Tech Interview Exam Question: Delete Node in a BST (Hard Core!)

Given a root node reference of a BST and a key, delete the node with the given key in the BST. Return the root node reference (possibly updated) of the BST.

Basically, the deletion can be divided into two stages:

Search for a node to remove.
If the node is found, delete the node.
Note: Time complexity should be O(height of tree).

Example:

root = [5,3,6,2,4,null,7]
key = 3

5
/ \
3 6
/ \ \
2 4 7

Given key to delete is 3. So we find the node with value 3 and delete it.

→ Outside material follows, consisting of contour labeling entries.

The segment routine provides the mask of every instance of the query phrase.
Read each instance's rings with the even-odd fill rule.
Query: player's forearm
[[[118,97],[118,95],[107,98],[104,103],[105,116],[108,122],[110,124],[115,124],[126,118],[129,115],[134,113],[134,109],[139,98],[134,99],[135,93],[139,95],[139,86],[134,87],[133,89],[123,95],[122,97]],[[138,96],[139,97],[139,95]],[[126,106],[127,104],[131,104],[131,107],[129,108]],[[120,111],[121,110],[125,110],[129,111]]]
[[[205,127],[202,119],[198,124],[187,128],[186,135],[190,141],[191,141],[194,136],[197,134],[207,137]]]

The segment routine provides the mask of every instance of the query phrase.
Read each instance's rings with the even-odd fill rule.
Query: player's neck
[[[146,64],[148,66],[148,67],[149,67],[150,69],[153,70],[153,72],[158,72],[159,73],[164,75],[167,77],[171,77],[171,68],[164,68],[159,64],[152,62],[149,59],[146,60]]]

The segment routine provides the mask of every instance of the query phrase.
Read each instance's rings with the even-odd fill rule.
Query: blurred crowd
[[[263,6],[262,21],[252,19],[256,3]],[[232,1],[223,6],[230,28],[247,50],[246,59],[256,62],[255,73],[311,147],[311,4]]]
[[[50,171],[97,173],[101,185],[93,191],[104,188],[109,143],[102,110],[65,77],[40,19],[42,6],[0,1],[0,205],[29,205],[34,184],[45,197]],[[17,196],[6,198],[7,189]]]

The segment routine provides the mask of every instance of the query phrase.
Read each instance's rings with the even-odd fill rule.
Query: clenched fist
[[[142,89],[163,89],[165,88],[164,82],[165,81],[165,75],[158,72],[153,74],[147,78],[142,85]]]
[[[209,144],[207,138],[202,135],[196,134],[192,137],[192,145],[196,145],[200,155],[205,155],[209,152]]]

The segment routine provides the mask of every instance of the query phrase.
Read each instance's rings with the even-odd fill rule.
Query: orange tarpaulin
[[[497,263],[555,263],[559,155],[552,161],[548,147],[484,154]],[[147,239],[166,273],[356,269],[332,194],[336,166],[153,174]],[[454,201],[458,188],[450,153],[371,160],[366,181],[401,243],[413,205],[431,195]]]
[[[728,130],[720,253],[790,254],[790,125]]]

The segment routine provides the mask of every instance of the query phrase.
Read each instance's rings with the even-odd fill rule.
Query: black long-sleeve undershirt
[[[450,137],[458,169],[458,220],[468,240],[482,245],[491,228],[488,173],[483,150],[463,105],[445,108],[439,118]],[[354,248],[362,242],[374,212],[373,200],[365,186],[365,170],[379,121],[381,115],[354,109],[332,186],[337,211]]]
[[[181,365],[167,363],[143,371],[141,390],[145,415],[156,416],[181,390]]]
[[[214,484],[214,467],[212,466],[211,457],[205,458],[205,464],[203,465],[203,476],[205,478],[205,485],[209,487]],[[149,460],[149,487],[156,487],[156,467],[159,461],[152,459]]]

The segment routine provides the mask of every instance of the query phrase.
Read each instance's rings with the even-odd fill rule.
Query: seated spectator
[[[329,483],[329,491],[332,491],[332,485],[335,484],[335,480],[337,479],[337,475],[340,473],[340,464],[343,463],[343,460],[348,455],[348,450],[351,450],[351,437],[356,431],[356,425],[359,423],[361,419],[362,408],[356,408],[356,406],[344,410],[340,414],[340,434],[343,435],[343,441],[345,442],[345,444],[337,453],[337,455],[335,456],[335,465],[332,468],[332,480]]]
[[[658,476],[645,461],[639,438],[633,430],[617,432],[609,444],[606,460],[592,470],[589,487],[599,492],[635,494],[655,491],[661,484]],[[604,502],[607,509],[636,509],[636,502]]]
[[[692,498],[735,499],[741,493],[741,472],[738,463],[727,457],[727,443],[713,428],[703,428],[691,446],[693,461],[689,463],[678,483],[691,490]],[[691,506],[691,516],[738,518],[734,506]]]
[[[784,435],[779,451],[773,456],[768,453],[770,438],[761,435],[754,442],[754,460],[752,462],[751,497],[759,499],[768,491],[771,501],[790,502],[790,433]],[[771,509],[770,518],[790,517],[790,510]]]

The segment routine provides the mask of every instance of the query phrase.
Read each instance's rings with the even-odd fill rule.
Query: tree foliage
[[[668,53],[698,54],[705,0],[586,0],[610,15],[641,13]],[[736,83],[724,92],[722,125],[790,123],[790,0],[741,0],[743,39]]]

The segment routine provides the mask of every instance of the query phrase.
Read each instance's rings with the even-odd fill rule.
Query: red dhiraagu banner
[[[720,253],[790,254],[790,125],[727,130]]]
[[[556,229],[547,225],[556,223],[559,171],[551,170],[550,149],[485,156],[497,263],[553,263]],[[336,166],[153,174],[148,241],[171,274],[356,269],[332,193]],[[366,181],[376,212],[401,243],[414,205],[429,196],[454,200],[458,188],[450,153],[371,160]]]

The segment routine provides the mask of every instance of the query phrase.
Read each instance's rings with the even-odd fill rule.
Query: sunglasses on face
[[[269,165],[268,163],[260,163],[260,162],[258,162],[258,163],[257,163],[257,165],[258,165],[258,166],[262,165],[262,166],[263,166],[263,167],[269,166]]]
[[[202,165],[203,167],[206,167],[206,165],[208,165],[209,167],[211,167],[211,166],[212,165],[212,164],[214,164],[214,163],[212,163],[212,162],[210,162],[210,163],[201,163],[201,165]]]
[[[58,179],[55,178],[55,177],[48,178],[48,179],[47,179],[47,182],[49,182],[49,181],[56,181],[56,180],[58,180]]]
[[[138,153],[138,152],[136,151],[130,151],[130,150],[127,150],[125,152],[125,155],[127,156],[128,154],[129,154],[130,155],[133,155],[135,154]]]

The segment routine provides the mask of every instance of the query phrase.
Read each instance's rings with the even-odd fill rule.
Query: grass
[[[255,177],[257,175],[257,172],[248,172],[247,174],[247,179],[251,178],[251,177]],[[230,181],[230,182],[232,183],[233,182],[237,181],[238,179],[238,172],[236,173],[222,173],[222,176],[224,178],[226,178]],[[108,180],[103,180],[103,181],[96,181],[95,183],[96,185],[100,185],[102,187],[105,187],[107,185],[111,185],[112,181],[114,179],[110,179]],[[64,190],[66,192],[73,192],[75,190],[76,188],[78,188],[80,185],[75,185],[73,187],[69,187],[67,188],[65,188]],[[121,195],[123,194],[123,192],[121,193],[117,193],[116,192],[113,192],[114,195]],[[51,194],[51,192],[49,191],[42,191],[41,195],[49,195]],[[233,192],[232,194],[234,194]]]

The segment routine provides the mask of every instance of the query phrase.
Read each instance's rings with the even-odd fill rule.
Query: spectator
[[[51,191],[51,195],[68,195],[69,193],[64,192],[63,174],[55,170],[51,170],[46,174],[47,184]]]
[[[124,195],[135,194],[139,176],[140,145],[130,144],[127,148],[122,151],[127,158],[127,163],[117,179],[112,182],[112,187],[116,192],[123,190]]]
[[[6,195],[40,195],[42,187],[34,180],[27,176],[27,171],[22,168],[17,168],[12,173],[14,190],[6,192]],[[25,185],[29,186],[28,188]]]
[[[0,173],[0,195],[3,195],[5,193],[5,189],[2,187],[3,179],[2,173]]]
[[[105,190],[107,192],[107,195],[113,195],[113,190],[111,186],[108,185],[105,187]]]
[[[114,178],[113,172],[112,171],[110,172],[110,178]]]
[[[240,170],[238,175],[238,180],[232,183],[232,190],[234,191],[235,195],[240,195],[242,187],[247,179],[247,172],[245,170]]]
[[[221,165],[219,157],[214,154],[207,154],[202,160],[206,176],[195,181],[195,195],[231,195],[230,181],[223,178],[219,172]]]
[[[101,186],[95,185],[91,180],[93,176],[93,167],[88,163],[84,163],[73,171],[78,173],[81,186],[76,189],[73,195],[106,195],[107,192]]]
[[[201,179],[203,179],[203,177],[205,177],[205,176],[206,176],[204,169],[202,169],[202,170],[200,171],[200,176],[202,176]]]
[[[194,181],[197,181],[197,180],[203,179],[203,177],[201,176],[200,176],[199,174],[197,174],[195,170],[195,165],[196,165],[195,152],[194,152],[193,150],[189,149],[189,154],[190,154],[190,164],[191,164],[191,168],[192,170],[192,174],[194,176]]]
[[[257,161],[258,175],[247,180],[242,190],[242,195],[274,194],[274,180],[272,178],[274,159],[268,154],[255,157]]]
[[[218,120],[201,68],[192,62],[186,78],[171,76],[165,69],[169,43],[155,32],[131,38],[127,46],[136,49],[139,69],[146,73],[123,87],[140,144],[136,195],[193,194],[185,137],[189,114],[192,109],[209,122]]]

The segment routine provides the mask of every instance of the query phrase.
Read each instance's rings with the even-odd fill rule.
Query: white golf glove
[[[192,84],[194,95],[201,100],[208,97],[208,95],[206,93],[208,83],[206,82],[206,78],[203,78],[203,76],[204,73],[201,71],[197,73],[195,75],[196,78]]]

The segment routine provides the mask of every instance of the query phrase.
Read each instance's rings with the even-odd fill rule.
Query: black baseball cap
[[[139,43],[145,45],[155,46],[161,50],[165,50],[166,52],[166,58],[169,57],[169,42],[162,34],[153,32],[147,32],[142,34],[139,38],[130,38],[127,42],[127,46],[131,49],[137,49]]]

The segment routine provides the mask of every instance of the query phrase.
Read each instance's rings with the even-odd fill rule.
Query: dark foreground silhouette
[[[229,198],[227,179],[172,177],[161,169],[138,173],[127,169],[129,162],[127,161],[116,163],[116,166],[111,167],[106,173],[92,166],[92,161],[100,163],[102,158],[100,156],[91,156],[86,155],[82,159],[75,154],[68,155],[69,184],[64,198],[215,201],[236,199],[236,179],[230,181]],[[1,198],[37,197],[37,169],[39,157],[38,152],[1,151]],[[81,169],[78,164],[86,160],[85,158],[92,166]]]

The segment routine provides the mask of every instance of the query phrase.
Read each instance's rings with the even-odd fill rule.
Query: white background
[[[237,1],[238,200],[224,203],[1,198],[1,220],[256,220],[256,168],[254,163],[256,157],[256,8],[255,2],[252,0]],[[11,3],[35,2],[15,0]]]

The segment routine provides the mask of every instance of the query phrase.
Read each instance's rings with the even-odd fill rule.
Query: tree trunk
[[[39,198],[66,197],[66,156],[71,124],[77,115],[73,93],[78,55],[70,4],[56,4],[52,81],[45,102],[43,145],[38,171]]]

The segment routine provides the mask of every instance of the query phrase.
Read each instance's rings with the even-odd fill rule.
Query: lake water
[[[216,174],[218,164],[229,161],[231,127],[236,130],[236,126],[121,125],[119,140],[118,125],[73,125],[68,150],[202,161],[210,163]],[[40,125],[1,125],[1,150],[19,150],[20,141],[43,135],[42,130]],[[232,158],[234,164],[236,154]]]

One valid answer is [5,4,6,2,null,null,7], shown in the following BST.

5
/ \
4 6
/ \
2 7

Another valid answer is [5,2,6,null,4,null,7].

5
/ \
2 6
\ \
4 7
Accepted
66,103
Submissions
165,217


/**
 * Definition for a binary tree node.
 * function TreeNode(val) {
 *     this.val = val;
 *     this.left = this.right = null;
 * }
 */
/**
 * @param {TreeNode} root
 * @param {number} key
 * @return {TreeNode}
 */
var deleteNode = function(root, key) {

    var node = root;
    var nodeParent = root;
    var childReference = null;
    
    //Find the node with key
    while(node !== null){
        if(node.val === key){
            break;
        }    
        else if(node.val < key){
            nodeParent = node;
            node = node.right;
            childReference = 'right';
        }
        else{
            nodeParent = node;
            node = node.left;
            childReference = 'left';
        }
    }    
    
    //If node is not in the tree
    if(node === null) return root;
    
    //If node is a leaf
    if(node.left === null && node.right === null){
        if(childReference === null) return null;//Root node matches the key
        nodeParent[childReference] = null;      
    }
    //If node is has one child
    else if(node.left === null){
        if(childReference === null) return node.right;//Root node matches the key
        nodeParent[childReference] = node.right;
         
    }
    else if(node.right === null){
        if(childReference === null) return node.left;//Root node matches the key
        nodeParent[childReference] = node.left;
    }
    //If node is has both children
    else{
        var value = findMinNode(node.right);  
        node.val = value;
        node.right = deleteNode(node.right,value);
    }

    return root;
    
};

var findMinNode = function(node){
    if(node === null) return false;
    while(node.left !== null){
        node = node.left;
    }
    return node.val;
}

I spent the whole morning on this and this is the result I got from the leetcode:

Runtime: 92 ms, faster than 86.76% of JavaScript online submissions for Delete Node in a BST.

Memory Usage: 42.2 MB, less than 32.28% of JavaScript online submissions for Delete Node in a BST.